Arcos que enfeitam os desejos I: Primeiro abre os olhos de todas as partes do corpo.



Acordei tendo a cabeça latejando. Parecia que por trás dos olhos acontecia uma explosão. Podia ser meu pensamento em erupção. Podia ser uma doença grave em curso. Na verdade pode ser os dois, a soma deles, ou os pensamentos causando doença .Pode ser doença causando pensamento, que também pode ser os pensamentos afoitos para saírem produzindo um sobressalto na mente, fazendo com que brote no pensar uma sensação de estar doente, como se uma víbora o tivesse envenenado e caso não fosse colocado pra fora rápido,  e eu já caminharia para o fim do que pensei. Pode ser a forma do corpo gritar por visibilidade. A forma que ele encontrou pra avisar de que a mente é o corpo e não devo achar que a mente é uma entidade que dirige o corpo.
Foi assim que vislumbrei a morte. Tive medo, confesso. Carregou meus sentidos, tirou o meu sono. Despertou os meus dedos que tatearam o que estivesse mais próximo. Encontraram. Começaram a desenhar palavras sobre a cama, tentando gravar frases nos lençóis.  Dei-me conta que o  movimento era meu  -vontade minha.
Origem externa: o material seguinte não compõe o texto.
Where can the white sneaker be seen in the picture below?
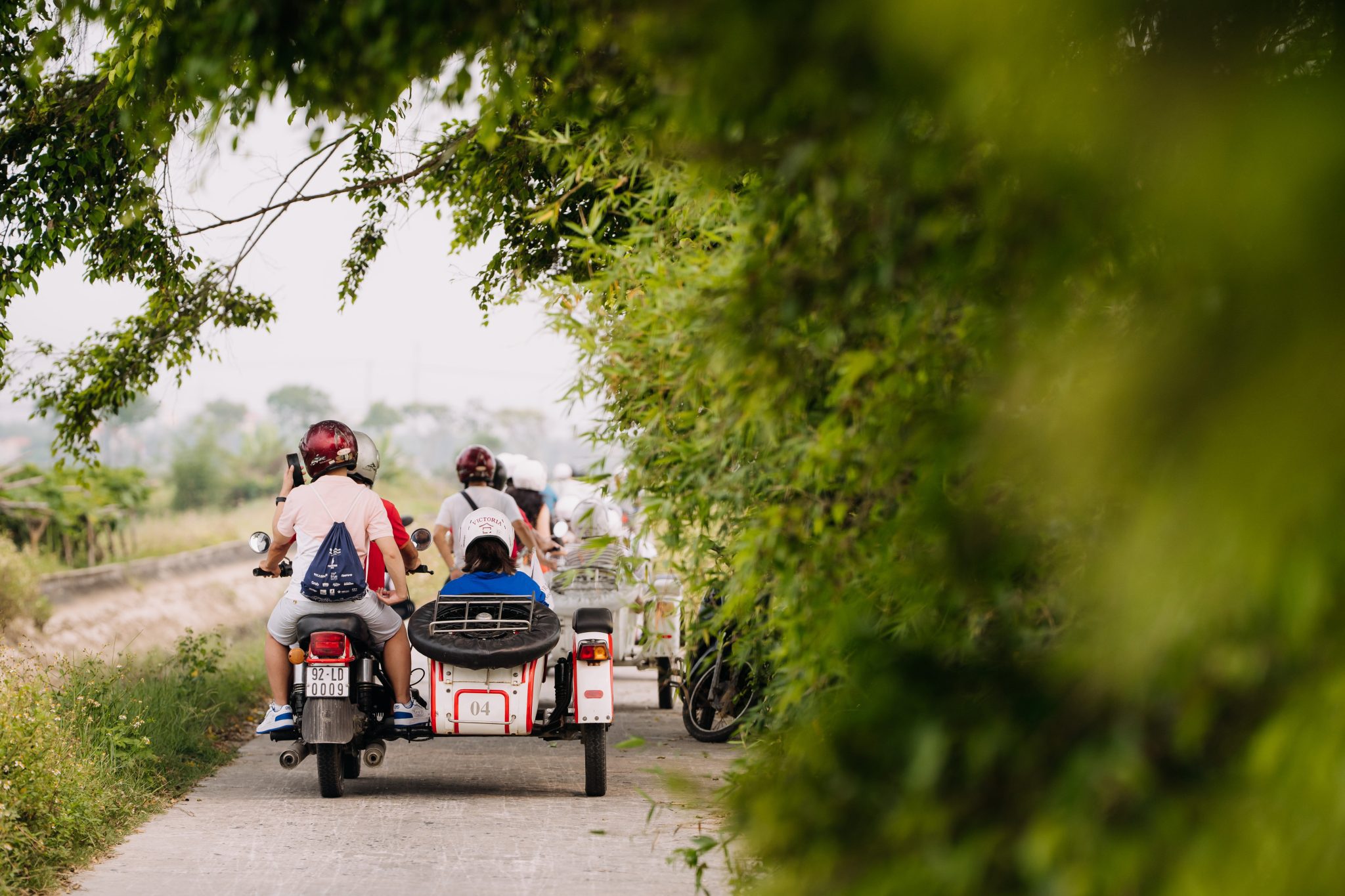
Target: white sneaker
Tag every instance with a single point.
(277, 719)
(408, 715)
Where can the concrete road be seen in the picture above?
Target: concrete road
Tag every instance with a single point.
(471, 816)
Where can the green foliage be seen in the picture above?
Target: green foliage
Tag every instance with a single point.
(88, 748)
(986, 356)
(195, 476)
(79, 515)
(18, 585)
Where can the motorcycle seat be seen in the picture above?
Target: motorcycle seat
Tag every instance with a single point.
(594, 620)
(346, 624)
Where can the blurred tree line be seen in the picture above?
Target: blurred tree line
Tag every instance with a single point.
(986, 355)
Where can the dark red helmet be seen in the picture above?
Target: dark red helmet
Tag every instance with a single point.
(327, 446)
(475, 464)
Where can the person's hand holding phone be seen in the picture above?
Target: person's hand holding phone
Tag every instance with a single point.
(287, 481)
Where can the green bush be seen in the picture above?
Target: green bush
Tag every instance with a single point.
(88, 748)
(195, 477)
(18, 585)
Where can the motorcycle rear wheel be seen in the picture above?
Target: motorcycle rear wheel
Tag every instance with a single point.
(595, 759)
(715, 717)
(330, 779)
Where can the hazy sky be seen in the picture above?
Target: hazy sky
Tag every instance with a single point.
(416, 312)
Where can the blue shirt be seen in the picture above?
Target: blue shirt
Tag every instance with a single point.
(519, 584)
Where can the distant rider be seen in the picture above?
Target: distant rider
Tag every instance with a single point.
(475, 471)
(365, 473)
(305, 515)
(596, 524)
(529, 481)
(487, 562)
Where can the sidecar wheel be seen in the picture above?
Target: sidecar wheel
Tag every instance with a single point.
(595, 759)
(330, 781)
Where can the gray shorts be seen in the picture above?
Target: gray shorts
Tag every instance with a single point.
(381, 618)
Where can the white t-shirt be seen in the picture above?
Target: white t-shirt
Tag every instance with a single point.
(311, 509)
(455, 509)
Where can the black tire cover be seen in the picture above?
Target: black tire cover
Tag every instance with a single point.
(486, 653)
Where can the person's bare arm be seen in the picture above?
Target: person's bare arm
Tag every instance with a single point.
(287, 485)
(445, 550)
(393, 563)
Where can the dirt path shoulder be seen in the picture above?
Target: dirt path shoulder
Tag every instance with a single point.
(127, 613)
(471, 816)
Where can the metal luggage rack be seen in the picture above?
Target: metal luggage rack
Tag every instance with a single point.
(585, 580)
(482, 614)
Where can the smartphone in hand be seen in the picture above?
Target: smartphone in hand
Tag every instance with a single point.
(296, 469)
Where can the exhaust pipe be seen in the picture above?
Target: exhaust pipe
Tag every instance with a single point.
(291, 757)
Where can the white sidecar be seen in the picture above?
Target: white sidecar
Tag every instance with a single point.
(485, 666)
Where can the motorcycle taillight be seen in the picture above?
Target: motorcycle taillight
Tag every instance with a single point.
(328, 645)
(594, 651)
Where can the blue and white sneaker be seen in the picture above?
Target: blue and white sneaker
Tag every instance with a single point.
(277, 719)
(408, 715)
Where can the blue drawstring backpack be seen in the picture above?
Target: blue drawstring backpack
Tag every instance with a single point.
(335, 572)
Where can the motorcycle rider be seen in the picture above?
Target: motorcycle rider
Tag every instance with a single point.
(475, 471)
(330, 453)
(529, 481)
(487, 559)
(365, 473)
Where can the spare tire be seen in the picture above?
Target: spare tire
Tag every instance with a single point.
(471, 652)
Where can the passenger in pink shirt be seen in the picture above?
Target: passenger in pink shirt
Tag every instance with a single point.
(303, 517)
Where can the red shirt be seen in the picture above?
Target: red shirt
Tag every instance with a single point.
(377, 572)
Alguns segundos antes estava olhando um desejo fora de mim. Levantei rápido e passeie no quarto com a atmosfera quente e carregada. Fui de encontro a estante de livros, no anseio de pegar algo que me acalmasse. Foi quando caiu por entre minhas mãos, Fluxo-Fluema da Hilda Hilst, e quando o abri algo se fez visível. Uma folha com palavras apressadas saltando do branco. Eram meus escritos. Pois é, pessoas, também quis que fossem os escritos de outros, um recado de alguém, tinha esperança em algo vindo de alguém. Isso mesmo, me enganei, era meu e teria que encarar-me.
Lendo aquilo percebi que o medo da morte sempre esteve presente em mim. E o medo não vem do julgamento divino. Não acredito em uma entidade além de nós capaz de nos redimir e salvar. Mentira, eu não sei no que acredito, eu sei o que eu sinto e continuarei caminhando por meio disso.Voltando à folha, uma frase no alto reverberava : Arcos que enfeitam desejos. No final dos escritos se encontrava uma frase grifada e circulada, sem muito se conectar com o resto das palavras, à principio. Estava rascunhado assim: Veneno que compõe o corpo e acaba atravessado nos sentidos.